Noodles in Vietnam are like pasta in Italy. But people on daily basic consume rice more often than noodle. There are, however, a variety kind of noodles, made with different ingredients. The most common noodle is made of rice (because rice is popular in tropical countries vs wheat is popular in countries with cooler temperature). Some of the noodles are typical from one specific region, for example: Mi Quang, Bun bo Hue,… Even with fish noodle soup, there are variations as well like Bun cha ca Da Nang, bun cha ca Nha Trang, bun cha ca Phan Thiet (they are all coastal city or province). There are, I think more noodle soups compare to fried noodles or other types). I myself also prefer noodle soup more because it does not have a lot of oil/ fat in it. It’s very easy to eat (with the broth base). Eating noodle soup in Vietnam is very common. (Preparing it takes a long time but we eat out for breakfast if we want noodle soups).
Below, I will explain the name, with the shapes for your reference in of use.
Phở (or bánh phở), read like ‘fuh’ is rice noodle. It has the shape like tagliatelle. It is the noodle used for pho bo (phở bò), the famous Vietnamese beef noodle soup.
In Vietnam, people always buy the fresh noodle sold in a market if they want to cook noodle dishes at home. But here (the Western countries), normally it is sold in the pack which looks like this:
You would boil it in a pan, with a bit of oil so they don’t get sticked and a bit of white rice vinegar (Vietnamese ppl use it since they like the noodle to look white). The boiling time is less compared to pasta normally. Boil it uncover so you can see and taste if it’s done or not. It’s done when it’s not crunchy (not al dente) like pasta. But it still has to keep its shape.
This is pho cuon, rolling noodle. So banh pho can look like tagliatelle but it was indeed cut from the big noodle which looks like lasagna. If you might wonder, normally the inside is stir-fried tender beef.
Bún is rice vermicelli. It has the shape like spaghetti but again it’s made of rice flour. It is smaller than the size of spaghetti indeed. Only bun from Bun bo Hue has the shape as thick as spaghetti. This is how it looks like when eating
This is how it looks like in package. Boiling it is the same as pho. It’s small when it’s in dry form. You can buy this vermicelli as mihoen in Dutch supermarket. It takes about only two minutes compared with 10-12 minutes as the one from China town. However, I’d still prefer the Asian product than the Unilever product since the vermicelli is a bit bigger. It feels more buttery but fresher .
Pho is a very famous and popular dish in Vietnam. However, it’s only in two types: pho bo (beef noodle soup) and pho ga (chicken noodle soup).

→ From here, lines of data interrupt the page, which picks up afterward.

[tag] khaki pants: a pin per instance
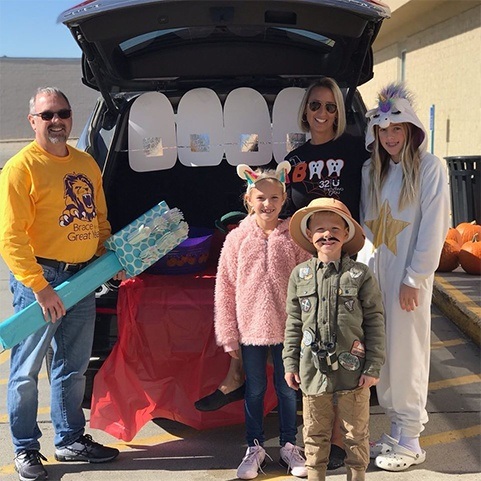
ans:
(318, 412)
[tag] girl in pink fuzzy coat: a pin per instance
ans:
(250, 317)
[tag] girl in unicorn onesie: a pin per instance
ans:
(405, 215)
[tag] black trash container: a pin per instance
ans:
(465, 182)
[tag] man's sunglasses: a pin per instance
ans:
(315, 105)
(48, 115)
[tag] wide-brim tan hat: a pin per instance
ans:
(298, 225)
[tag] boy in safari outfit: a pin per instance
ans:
(334, 340)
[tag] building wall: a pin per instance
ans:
(20, 77)
(442, 67)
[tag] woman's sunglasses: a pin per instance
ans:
(48, 115)
(315, 105)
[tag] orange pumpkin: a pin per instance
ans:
(467, 231)
(470, 256)
(453, 234)
(449, 259)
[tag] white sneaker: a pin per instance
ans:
(399, 459)
(292, 459)
(251, 462)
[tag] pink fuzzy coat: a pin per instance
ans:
(251, 285)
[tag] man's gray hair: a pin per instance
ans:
(48, 91)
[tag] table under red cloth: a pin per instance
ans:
(165, 358)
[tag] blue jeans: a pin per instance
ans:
(254, 359)
(71, 338)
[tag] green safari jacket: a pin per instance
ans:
(358, 325)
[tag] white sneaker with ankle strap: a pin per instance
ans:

Bun has much more variety when it comes to different dishes and recipes from fish noodle soup, crab paste noodle soup, meat noodle soup, duck noodle soup, grilled beef with noodle, tofu with noodle,… Pho normally is supposed to eat when you need warmth but Bun makes you feel cool. I think that’s why Pho comes from the North (when the temperature can get to 3 degrees). Personally I prefer Bun more since I live in the South and there are more variety of it. (I also see girls like Bun more, don’t know why).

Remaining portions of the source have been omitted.